Not too familiar with a Scout but my betting is, it is the on/off switch for the electric water heater for use when on hook up?

peedee


----------



## Moonlight (Aug 12, 2006)

On our Chieftain its a light switch for inside the battery locker/underfloor storage.


----------



## zulurita (May 9, 2005)

Water heater I would have thought.
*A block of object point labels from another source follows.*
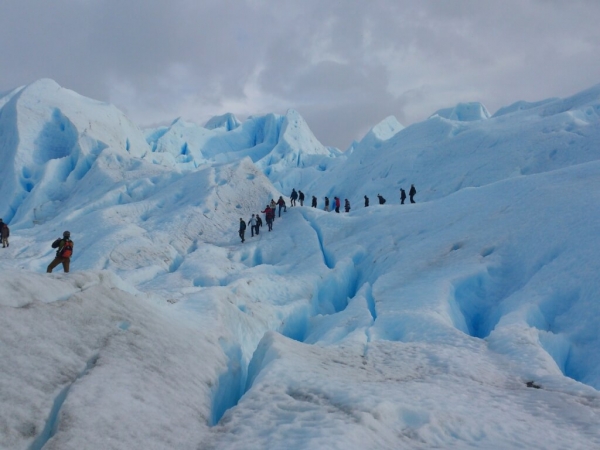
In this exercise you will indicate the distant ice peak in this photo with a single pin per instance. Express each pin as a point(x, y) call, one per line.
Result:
point(464, 112)
point(227, 122)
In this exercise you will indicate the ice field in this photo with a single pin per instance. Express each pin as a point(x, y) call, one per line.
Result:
point(467, 320)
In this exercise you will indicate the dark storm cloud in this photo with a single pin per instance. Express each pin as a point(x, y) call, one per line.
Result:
point(343, 65)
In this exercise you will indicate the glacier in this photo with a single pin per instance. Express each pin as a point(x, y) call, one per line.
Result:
point(465, 320)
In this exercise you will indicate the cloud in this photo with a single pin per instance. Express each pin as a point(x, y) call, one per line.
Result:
point(344, 65)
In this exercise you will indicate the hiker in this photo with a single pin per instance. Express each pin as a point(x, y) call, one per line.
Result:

Or maybe for the fridge when on electric.


----------



## wakk44 (Jun 15, 2006)

Perhaps it's for the electric hob, assuming your cooker has 3 gas rings and 1 electric.


----------



## tonka (Apr 24, 2006)

If it has a red light on it then it will be for something that takes a bit of power such as electric stove, water heater etc..
My guess is similar to above, if you have the cooker with 3 gas rings and 1 electric then it's for that electric ring.... Switch it off and try...


----------



## FranknJan (Dec 18, 2007)

Hi Garry
It may be your awning light switch. We have a scout and there is a similar switch but it's high level to the left of the door.
Frank


----------



## 115021 (Jul 31, 2008)

Many thanks for all your help in this matter,i have tried all the above,but still cant find what the switch is for,even contacted Auto Trail and they didnt know.
Well im sure i will find out through time.
Thanks again
Garry


----------



## vidal999 (May 25, 2007)

*Switch*



lonewolf62 said:


> Many thanks for all your help in this matter,i have tried all the above,but still cant find what the switch is for,even contacted Auto Trail and they didnt know.
> Well im sure i will find out through time.
> Thanks again
> Garry


 On my Autotrail it is a switch for the locker light where the battery is kept on the offside of the vehicle


----------



## 113841 (Jun 29, 2008)

Hi

We have the same switch on our Arapaho and it is apperently for a heater in the cold water tank that you can use to stop it freezing.


----------



## stitches (Sep 23, 2008)

HI 

I have a dakota and the switch by the step operates the locker lights.


----------



## TinaGlenn (Jul 7, 2006)

on our Auto trail the switch by the step is for a little light inside and above the habitation door, right next to ours is the switch for the electric step.

Tina


----------



## 111764 (Apr 29, 2008)

lonewolf62 said:


> Hi,
> I have just bought a 1998 Auto Trail Scout,there is a switch with a light on it,its placed on the side of the wooden panel beside our cooker,this switch is real low down near the inner step,we just cant find what this switch is for,we are hoping someone can help with this unknown switch.
> Garry


Hi i used to have a A/Scout and it was the same as my cheiftain the switch you describe is for the door step light fitted into the entry step its self


----------